Despite Default Risk, India Builds Economic Ties with U.S.
Oct. 14 – India’s Finance Minister P. Chidambaram and the U.S. Secretary of Treasury Jack Lew met this week during the fourth-annual India-U.S. Economic and Financial Partnership meeting to discuss policy reforms designed to increase bilateral economic growth between the two nations.
During the talks, both delegations stressed the need to redouble their efforts on finalizing a bilateral investment treaty (BIT) between India and the United States. The BIT, which was first proposed in 2008, has faced strong headwinds due to legal preconditions proposed by India that would favor Indian companies in the case of an international trade dispute.
Leaders from both countries have refocused their resources on the strained relationship following a slow economic recovery in the U.S. and economic worries in India over their large current account deficit.
According to an Indian press release issued after the meeting, “[Chidambaram and Lew] agreed that sound macroeconomic policies, structural reforms and strong prudential frameworks will help boost economic growth.”
Several high-level government officials, including the United States’ Federal Reserve Board Chairman Ben Bernanke and the Reserve Bank of India’s Governor Raghuram Rajan, attended the meetings held in Washington.
Despite efforts to move forward as economic partners, the relationship between India and the United States was further stressed following concerns over a possible default by the U.S. due to governmental impasse on raising the nation’s debt ceiling.
Prior to Chidambaram’s visit to the United States this week, India, which holds an estimated US$59 billion in U.S. issued debt, began calculating the financial costs to its economy were the U.S. to default on its debt.
As a sign of good faith, India’s Reserve Bank Governor announced publicly that India does not believe the U.S. will default and reaffirmed India’s plan to continue holding dollar denominated debt issued by the United States.
“We do not worry about that issue.
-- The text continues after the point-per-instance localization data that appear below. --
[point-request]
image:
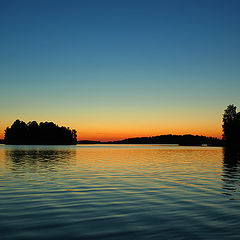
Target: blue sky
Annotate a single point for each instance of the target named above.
(78, 62)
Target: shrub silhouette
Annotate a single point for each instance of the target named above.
(231, 125)
(42, 133)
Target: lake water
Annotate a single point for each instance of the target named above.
(119, 192)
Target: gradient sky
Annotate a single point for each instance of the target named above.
(117, 69)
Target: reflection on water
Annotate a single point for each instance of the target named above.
(118, 192)
(40, 157)
(231, 172)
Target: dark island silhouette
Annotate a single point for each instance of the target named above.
(231, 126)
(44, 133)
(48, 133)
(183, 140)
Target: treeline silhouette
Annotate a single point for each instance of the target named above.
(231, 126)
(183, 140)
(42, 133)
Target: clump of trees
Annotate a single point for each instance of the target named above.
(42, 133)
(231, 125)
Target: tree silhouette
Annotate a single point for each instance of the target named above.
(231, 125)
(42, 133)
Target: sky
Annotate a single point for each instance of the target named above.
(117, 69)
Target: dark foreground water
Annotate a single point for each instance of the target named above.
(119, 192)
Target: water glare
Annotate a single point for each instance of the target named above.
(119, 192)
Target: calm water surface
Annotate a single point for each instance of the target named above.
(119, 192)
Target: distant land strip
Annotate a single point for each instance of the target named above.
(182, 140)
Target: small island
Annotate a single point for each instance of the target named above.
(44, 133)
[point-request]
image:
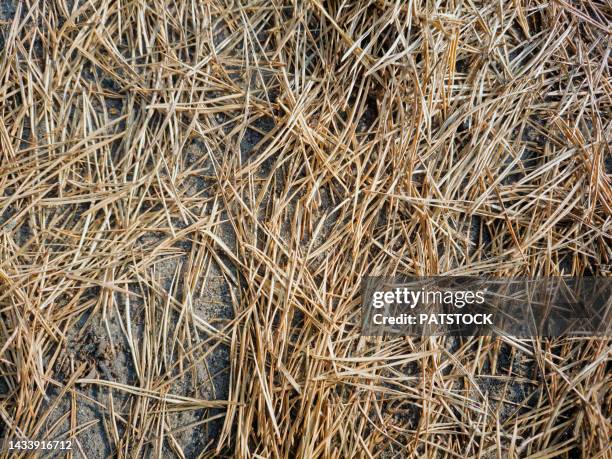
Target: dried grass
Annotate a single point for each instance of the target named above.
(292, 149)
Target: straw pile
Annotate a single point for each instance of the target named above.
(191, 192)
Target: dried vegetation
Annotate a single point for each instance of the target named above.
(281, 151)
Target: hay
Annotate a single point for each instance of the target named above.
(285, 150)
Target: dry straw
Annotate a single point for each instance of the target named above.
(284, 150)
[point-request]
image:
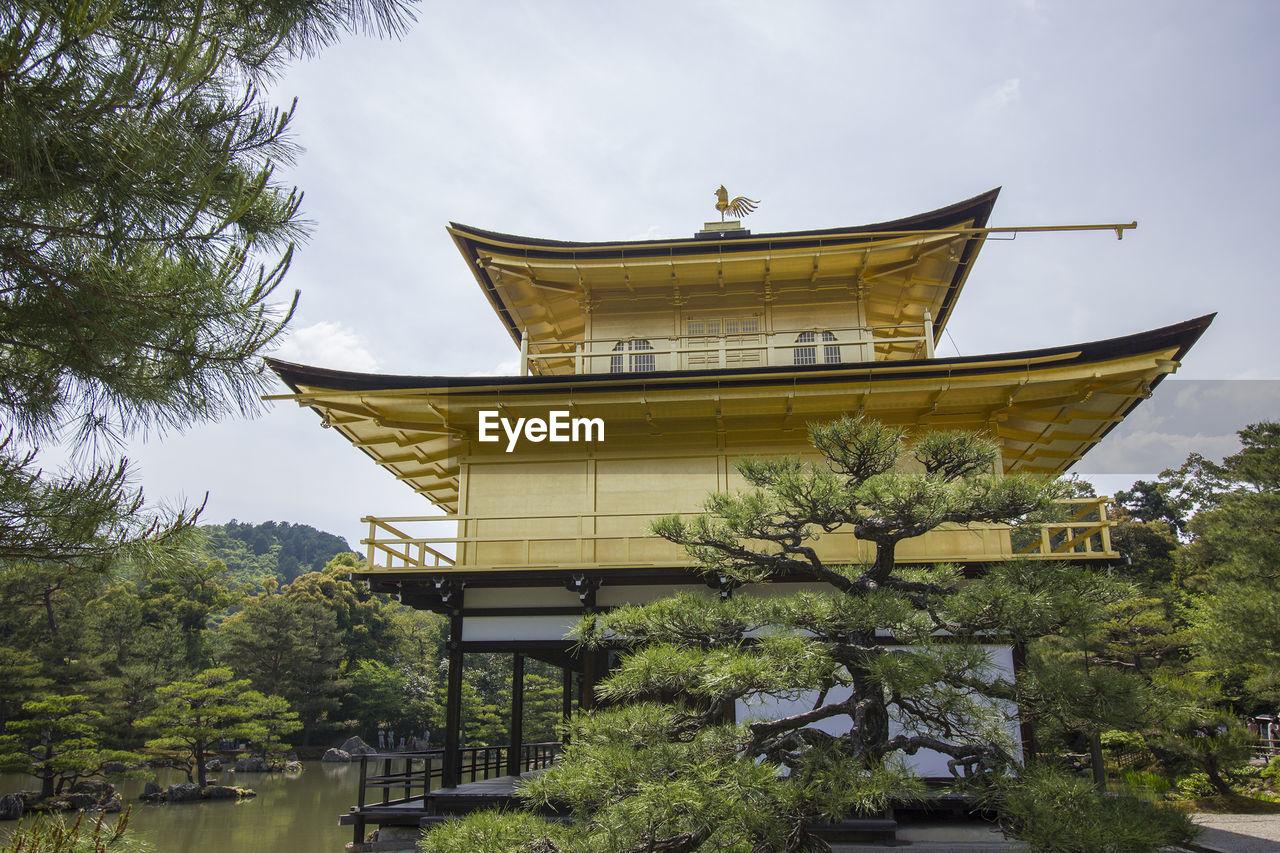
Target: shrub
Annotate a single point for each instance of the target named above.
(1055, 812)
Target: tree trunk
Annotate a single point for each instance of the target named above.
(201, 774)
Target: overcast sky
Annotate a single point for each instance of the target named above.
(616, 121)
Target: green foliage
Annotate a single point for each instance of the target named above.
(53, 834)
(493, 830)
(1142, 780)
(289, 646)
(193, 715)
(1056, 812)
(56, 739)
(273, 548)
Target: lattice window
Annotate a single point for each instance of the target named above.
(635, 360)
(809, 354)
(736, 336)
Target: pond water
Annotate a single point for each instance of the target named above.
(292, 813)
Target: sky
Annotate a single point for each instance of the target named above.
(617, 121)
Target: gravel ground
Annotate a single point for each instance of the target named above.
(1239, 833)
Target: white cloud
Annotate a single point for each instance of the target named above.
(328, 345)
(1001, 96)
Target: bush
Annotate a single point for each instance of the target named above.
(53, 834)
(1196, 785)
(507, 831)
(1150, 781)
(1055, 812)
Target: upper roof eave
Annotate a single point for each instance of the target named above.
(972, 213)
(976, 210)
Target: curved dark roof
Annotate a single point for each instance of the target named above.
(972, 213)
(1179, 336)
(977, 209)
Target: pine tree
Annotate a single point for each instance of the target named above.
(195, 715)
(142, 236)
(887, 661)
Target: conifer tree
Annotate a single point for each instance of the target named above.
(142, 236)
(883, 662)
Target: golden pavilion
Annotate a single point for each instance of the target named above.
(647, 370)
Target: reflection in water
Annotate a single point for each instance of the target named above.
(295, 813)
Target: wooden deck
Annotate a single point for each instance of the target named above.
(437, 806)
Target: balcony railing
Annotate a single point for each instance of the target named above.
(739, 347)
(618, 539)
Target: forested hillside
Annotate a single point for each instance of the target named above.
(270, 550)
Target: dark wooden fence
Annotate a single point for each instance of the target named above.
(400, 778)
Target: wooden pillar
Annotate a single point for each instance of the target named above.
(517, 715)
(590, 674)
(452, 770)
(567, 693)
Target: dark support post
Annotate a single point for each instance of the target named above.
(590, 673)
(451, 771)
(517, 715)
(567, 693)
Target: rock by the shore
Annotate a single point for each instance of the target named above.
(182, 793)
(357, 747)
(191, 793)
(12, 806)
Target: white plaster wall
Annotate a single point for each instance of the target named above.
(503, 629)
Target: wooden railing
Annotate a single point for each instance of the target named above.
(400, 778)
(1084, 533)
(575, 541)
(727, 349)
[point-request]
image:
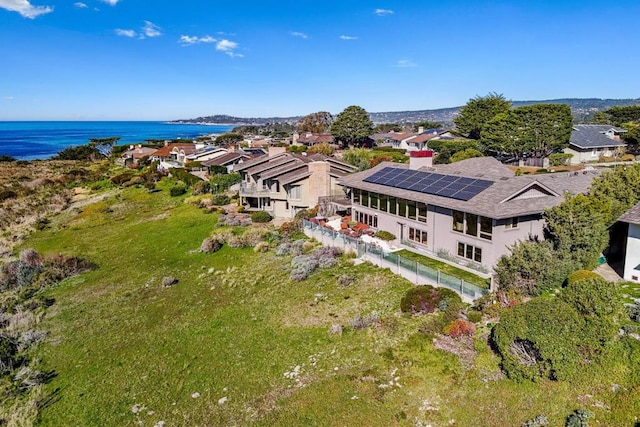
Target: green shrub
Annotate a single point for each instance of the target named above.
(539, 339)
(579, 418)
(474, 316)
(559, 159)
(580, 275)
(178, 190)
(201, 187)
(121, 178)
(220, 200)
(184, 176)
(260, 216)
(385, 235)
(7, 194)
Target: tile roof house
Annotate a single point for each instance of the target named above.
(134, 154)
(411, 141)
(310, 139)
(474, 209)
(590, 142)
(228, 160)
(173, 155)
(632, 245)
(285, 183)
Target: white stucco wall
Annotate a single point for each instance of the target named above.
(632, 257)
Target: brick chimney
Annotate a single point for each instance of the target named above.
(420, 159)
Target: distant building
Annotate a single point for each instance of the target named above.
(632, 244)
(590, 142)
(134, 154)
(284, 183)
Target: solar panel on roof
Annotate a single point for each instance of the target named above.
(455, 187)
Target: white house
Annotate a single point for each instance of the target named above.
(632, 249)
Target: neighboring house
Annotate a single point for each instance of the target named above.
(474, 209)
(590, 142)
(309, 139)
(285, 183)
(134, 154)
(228, 160)
(173, 155)
(206, 152)
(412, 141)
(632, 246)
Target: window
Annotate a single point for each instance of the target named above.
(422, 212)
(402, 207)
(373, 197)
(393, 207)
(370, 220)
(383, 203)
(365, 198)
(458, 221)
(511, 223)
(470, 252)
(486, 227)
(294, 192)
(356, 196)
(411, 205)
(417, 235)
(472, 224)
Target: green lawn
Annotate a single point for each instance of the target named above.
(446, 268)
(236, 327)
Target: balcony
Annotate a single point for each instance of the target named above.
(253, 189)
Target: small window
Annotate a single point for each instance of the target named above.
(511, 223)
(458, 221)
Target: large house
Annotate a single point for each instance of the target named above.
(588, 143)
(284, 183)
(632, 244)
(412, 141)
(474, 209)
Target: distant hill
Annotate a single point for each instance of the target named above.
(583, 110)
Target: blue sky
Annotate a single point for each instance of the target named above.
(162, 60)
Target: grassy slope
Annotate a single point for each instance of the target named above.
(119, 339)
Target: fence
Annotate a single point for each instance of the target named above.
(412, 270)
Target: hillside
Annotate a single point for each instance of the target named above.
(583, 109)
(237, 342)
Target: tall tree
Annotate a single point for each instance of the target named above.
(353, 126)
(577, 229)
(617, 116)
(478, 111)
(319, 122)
(619, 189)
(537, 130)
(426, 125)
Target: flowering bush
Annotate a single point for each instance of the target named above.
(460, 328)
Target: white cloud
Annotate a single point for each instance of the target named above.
(228, 47)
(150, 30)
(125, 33)
(383, 12)
(189, 40)
(405, 63)
(25, 8)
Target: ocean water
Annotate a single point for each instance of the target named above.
(41, 140)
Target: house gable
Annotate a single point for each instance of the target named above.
(531, 191)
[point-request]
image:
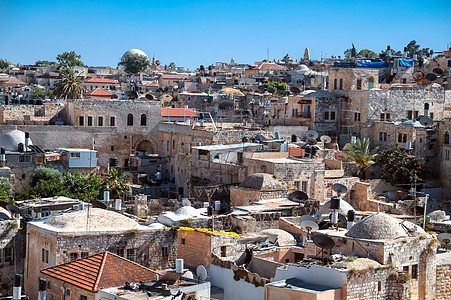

We are not selling our U.S. assets. We are holding on to them,” said RBI Governor Rajan last week. “I have to say, [if there is a] default, [it] will be a technical default because repayments can be prioritized. Unless there is a sudden stop and markets stop taking new U.S. debt meant to refinance the old debt, there is no chance that the U.S. will default,” he further commented.
Bilateral trade between the United States and India reached US$82.9 billion in 2012 and has increased steadily since a slight decline in 2009.